Input and output

The coclust.io module provides functions to load data and check if it is correct to be given as input of a clustering or co-clustering algorithm.

Data loading

The coclust.io.data_loading module provides functions to load data from files of different types.

coclust.io.data_loading.load_doc_term_data(data_filepath, term_labels_filepath=None, doc_labels_filepath=None)[source]

Load cooccurence data from a .[…]sv or a .mat file.

The expected formats are:

  • (data_filepath).[...]sv: three […] separated columns:

    1st line:
    • 1st column: number of documents
    • 2nd column: number of words
    Other lines:
    • 1st column: document index
    • 2nd column: word index
    • 3rd column: word counts
  • (data_filepath).mat: matlab file with fields:

    • 'doc_term_matrix': scipy.sparse.csr_matrix of shape (#docs, #terms)
    • 'doc_labels': list of int (len = #docs)
    • 'term_labels': list of string (len = #terms)

    If the key 'doc_term_matrix' is not found, data loading fails. If the key 'doc_labels' or 'term_labels' are missing, a warning message is displayed.

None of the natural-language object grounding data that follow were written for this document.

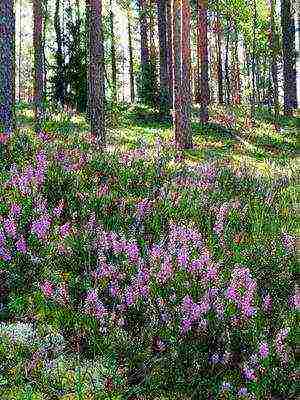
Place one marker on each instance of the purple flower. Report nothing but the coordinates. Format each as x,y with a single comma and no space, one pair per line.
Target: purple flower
186,325
133,252
249,374
226,385
40,227
58,210
64,230
15,210
5,254
242,391
2,237
47,288
10,227
289,242
21,245
182,257
92,296
263,350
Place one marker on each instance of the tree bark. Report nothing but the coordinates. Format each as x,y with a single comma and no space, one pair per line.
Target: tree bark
164,94
113,55
253,102
219,60
20,49
236,70
7,62
289,58
39,67
202,47
176,41
169,52
186,96
60,84
130,50
96,72
274,49
227,64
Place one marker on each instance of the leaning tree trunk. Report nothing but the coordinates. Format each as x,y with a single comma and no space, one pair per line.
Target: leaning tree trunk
39,66
113,55
186,95
7,62
96,72
163,68
60,84
289,57
169,52
202,47
130,51
176,22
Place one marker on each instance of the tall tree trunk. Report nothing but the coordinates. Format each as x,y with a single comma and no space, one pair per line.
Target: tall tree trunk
219,60
130,50
169,52
20,48
274,49
176,21
144,36
163,69
87,44
96,72
113,55
39,67
289,58
186,95
202,47
7,62
227,63
236,69
253,102
60,83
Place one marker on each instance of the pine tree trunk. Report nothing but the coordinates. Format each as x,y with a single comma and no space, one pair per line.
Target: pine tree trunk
202,47
96,72
20,49
60,91
186,95
7,61
144,36
176,25
113,56
169,52
227,64
131,74
219,58
274,49
164,94
289,58
254,99
236,71
39,67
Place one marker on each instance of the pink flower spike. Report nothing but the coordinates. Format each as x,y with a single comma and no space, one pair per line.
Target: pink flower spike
64,230
47,288
263,350
21,245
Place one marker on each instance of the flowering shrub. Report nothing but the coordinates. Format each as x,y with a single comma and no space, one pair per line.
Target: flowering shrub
184,259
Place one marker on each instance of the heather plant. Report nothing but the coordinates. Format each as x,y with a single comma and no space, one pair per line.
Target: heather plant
174,271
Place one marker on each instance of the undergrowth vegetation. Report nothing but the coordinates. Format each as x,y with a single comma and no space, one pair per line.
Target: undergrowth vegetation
143,270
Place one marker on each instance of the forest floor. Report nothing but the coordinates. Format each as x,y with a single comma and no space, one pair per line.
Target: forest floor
237,187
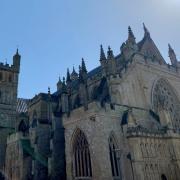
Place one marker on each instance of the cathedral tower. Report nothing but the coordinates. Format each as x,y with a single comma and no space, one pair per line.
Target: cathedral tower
8,98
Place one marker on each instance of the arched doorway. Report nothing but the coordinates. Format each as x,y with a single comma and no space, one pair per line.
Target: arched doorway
163,177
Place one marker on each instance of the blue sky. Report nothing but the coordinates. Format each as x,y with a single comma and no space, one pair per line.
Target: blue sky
53,35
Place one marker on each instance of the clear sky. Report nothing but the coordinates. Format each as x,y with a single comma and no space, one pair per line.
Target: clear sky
53,35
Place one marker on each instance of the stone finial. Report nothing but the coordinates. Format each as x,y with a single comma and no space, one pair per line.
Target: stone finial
74,74
64,88
83,66
59,84
49,90
146,31
172,56
131,37
110,54
102,54
68,78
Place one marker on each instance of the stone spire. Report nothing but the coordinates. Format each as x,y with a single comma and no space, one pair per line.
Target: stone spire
102,54
110,54
17,60
83,66
146,32
172,56
68,77
64,87
74,74
59,84
131,37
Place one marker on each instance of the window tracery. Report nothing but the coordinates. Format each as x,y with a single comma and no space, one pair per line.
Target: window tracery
81,158
114,159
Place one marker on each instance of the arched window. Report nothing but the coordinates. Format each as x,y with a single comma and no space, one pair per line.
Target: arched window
34,121
163,177
81,157
1,76
114,158
10,78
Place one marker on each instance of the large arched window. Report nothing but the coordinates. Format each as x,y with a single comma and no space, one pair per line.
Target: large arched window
166,104
82,169
114,158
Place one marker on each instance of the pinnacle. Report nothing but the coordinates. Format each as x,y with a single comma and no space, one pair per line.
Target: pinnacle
146,31
102,54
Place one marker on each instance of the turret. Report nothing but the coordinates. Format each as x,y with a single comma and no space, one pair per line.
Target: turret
16,61
68,78
146,32
82,72
103,61
111,69
172,56
64,98
130,46
74,75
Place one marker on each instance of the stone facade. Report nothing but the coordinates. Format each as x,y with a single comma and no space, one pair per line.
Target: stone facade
119,121
8,97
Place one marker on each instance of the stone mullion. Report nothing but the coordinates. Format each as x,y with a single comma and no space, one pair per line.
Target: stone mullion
74,164
84,162
77,155
114,164
88,163
81,165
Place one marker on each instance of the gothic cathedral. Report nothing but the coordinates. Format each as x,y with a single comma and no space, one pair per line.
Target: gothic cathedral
120,121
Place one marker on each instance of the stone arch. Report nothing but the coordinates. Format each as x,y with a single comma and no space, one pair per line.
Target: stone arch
34,120
163,177
22,127
76,102
165,103
115,155
81,156
94,93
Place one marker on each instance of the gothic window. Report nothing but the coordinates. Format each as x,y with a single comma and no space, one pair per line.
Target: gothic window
22,127
34,121
10,78
1,76
81,158
166,104
114,158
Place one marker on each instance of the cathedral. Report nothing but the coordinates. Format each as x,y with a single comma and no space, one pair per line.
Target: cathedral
119,121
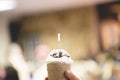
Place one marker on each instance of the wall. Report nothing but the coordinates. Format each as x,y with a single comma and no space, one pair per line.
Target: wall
4,38
77,28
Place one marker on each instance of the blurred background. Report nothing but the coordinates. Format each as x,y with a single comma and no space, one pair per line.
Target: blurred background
90,32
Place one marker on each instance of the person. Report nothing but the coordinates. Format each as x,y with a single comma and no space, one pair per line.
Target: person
69,75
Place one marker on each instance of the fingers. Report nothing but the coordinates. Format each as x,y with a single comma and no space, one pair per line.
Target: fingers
46,78
70,75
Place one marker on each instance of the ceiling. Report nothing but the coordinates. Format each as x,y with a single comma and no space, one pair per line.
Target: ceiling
27,7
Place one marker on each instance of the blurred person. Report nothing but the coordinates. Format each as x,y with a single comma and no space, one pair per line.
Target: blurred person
11,73
17,60
41,53
116,72
69,75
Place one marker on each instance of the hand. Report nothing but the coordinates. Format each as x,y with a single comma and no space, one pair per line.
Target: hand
69,75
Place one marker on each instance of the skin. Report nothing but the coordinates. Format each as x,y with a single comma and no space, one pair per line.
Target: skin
69,75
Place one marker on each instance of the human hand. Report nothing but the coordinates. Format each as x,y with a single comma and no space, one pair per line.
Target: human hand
69,75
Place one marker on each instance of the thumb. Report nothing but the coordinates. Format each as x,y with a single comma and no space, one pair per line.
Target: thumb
70,75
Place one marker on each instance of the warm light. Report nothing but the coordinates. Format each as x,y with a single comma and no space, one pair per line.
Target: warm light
7,5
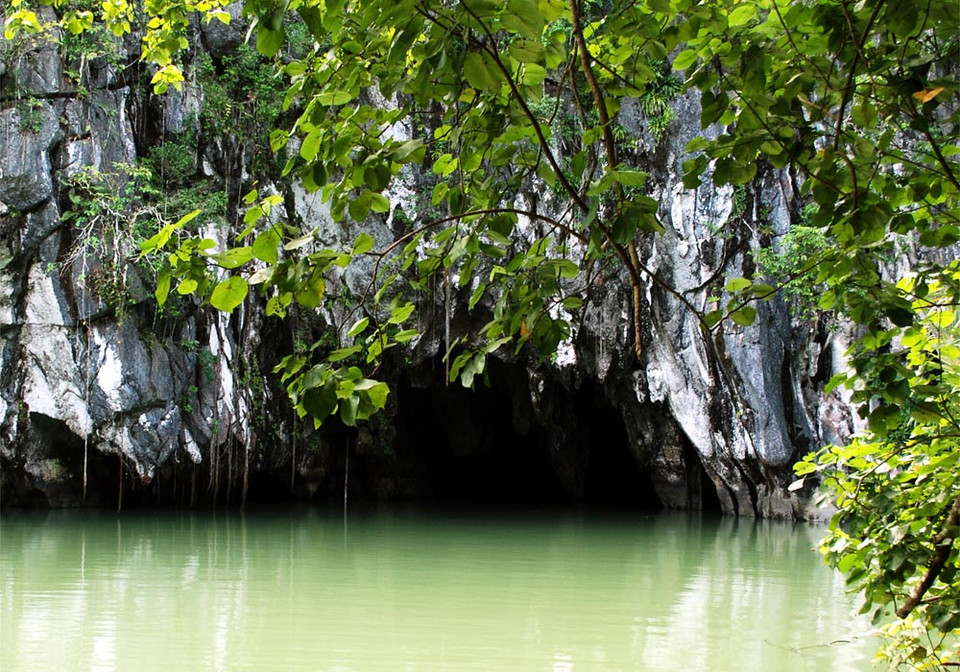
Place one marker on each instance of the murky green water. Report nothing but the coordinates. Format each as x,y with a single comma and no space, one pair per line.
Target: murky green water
419,591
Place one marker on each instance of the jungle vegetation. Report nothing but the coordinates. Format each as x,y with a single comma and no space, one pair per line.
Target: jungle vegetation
859,99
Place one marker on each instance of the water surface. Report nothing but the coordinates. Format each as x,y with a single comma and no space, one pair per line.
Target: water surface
415,591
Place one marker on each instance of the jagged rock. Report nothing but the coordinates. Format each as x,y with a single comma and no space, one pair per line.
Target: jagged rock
28,131
698,420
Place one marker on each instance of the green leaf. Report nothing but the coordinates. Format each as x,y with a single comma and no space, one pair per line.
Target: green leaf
406,335
685,59
343,353
737,285
321,402
233,258
358,326
743,14
186,286
163,286
269,41
744,316
400,313
411,151
348,410
229,294
523,17
482,73
266,245
363,244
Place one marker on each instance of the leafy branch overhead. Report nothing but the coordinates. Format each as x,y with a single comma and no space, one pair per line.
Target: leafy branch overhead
484,100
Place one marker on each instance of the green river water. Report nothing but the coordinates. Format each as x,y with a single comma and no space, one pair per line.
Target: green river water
412,590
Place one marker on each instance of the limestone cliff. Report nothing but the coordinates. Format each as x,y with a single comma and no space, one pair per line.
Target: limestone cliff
102,396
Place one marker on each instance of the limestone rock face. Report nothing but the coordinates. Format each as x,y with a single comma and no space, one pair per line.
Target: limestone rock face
103,397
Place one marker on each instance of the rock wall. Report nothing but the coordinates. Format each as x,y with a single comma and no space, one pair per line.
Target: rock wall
101,402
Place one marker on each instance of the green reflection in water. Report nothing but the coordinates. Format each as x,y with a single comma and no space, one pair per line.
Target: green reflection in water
419,591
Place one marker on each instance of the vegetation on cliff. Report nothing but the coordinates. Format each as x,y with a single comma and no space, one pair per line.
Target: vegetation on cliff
857,100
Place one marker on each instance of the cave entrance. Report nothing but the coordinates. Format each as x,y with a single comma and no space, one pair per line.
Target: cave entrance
481,446
486,447
612,476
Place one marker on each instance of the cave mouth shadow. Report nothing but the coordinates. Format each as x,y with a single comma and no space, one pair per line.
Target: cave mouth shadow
486,448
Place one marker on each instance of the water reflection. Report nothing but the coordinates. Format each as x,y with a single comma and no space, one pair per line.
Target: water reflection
403,591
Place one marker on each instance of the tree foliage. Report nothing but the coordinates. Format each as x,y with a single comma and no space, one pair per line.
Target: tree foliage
858,99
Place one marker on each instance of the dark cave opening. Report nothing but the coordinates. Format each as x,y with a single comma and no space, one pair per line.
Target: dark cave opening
486,447
612,478
472,446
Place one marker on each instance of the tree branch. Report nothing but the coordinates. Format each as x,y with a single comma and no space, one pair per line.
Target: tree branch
942,544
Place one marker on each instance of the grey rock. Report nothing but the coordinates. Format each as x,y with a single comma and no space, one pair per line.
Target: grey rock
27,132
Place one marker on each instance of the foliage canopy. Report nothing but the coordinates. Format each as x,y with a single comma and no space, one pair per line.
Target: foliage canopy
858,99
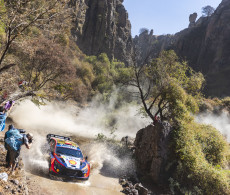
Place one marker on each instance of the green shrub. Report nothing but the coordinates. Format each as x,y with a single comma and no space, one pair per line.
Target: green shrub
202,157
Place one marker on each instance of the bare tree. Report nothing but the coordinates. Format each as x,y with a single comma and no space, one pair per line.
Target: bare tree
207,11
20,15
43,65
163,83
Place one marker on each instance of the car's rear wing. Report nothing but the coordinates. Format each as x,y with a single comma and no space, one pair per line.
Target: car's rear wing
49,136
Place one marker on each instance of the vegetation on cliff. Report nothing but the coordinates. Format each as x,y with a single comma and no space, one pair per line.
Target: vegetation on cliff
37,47
199,156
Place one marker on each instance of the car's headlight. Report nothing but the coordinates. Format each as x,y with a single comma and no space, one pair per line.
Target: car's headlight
57,165
85,169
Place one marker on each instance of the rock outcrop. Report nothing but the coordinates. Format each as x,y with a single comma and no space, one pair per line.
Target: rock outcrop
192,20
151,151
102,26
206,46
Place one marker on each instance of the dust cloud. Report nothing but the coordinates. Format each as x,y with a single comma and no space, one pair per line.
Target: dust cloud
66,118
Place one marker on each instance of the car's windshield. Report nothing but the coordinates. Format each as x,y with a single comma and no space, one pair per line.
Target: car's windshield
69,152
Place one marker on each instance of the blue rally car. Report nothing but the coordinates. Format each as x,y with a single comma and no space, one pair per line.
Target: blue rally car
66,159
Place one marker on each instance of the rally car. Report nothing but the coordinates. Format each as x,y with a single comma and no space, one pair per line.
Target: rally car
66,159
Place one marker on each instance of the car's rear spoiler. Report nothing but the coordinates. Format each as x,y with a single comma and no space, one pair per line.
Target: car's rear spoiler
49,136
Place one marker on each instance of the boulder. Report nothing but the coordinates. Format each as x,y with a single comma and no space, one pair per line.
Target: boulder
152,145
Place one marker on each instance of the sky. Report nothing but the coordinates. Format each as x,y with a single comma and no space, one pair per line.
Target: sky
164,16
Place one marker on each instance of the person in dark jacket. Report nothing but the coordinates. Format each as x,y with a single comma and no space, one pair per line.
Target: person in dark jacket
7,135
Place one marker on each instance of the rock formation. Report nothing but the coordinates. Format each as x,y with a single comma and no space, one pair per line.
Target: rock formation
102,26
192,20
205,47
151,151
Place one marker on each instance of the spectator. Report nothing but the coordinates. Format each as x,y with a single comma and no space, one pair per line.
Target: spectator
9,133
13,145
9,105
2,118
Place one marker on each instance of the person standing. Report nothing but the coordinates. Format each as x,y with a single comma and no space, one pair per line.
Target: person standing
9,105
3,116
13,145
9,133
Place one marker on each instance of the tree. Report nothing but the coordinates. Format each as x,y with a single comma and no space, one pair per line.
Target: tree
20,15
207,11
167,86
44,65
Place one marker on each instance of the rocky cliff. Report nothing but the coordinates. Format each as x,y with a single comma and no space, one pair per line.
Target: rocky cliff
205,45
102,26
152,144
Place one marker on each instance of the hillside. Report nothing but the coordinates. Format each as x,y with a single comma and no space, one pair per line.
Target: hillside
205,46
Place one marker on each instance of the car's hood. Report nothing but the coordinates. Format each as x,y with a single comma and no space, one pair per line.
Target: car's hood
71,162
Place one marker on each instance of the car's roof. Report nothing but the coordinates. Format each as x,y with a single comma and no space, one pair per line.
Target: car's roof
66,144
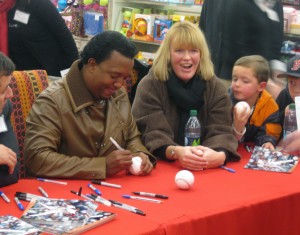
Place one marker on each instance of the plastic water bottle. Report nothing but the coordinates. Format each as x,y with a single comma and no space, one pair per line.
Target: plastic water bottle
290,121
192,130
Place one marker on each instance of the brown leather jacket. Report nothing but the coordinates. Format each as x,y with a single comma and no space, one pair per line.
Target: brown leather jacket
67,134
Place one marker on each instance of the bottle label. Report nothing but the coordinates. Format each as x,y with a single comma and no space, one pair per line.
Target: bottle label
191,141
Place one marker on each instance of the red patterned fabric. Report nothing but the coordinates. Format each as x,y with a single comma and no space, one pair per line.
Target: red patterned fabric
26,86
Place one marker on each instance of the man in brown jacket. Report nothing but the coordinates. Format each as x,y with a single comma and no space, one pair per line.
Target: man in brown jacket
70,124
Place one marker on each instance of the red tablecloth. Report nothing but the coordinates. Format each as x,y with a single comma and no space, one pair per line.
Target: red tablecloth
247,202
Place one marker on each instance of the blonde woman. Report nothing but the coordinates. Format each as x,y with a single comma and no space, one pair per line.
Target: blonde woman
182,79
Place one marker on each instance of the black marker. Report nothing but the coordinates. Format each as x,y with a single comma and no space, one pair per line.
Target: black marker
151,195
127,207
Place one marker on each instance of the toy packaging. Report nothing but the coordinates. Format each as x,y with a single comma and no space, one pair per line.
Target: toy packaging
161,27
93,23
143,27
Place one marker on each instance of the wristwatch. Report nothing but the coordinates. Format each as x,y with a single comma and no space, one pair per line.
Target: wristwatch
172,155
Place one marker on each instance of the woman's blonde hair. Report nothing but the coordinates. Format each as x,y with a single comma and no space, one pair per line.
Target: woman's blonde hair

Term and doc labels can be separatly loaded from a one column .[x]sv|.txt file:

  • (term_labels_filepath).[x]sv|.txt:
    one column, one term label per row. The row index is assumed to correspond to the term index in the (columns of the) co-occurrence data matrix.
  • (doc_labels_filepath).[x]sv|.txt:
    one column, one document label per row. The row index is assumed to correspond to the non zero value number read by row from the co-occurrence data matrix.
Parameters:file_path (string) – Path to file that contains the cooccurence data
Returns:
  • 'doc_term_matrix': scipy.sparse.csr_matrix of shape (#docs, #terms)
  • 'doc_labels': list of int (#docs)
  • 'term_labels': list of string (#terms)
Return type:a dictionnary
Raises:ValueError – If the input file is not found or if its content is not correct.

Example

>>> dict = load_doc_term_data('../datasets/classic3.csv')
>>> dict['doc_term_matrix'].shape
(3891, 4303)

Input checking

The coclust.io.input_checking module provides functions to check input matrices.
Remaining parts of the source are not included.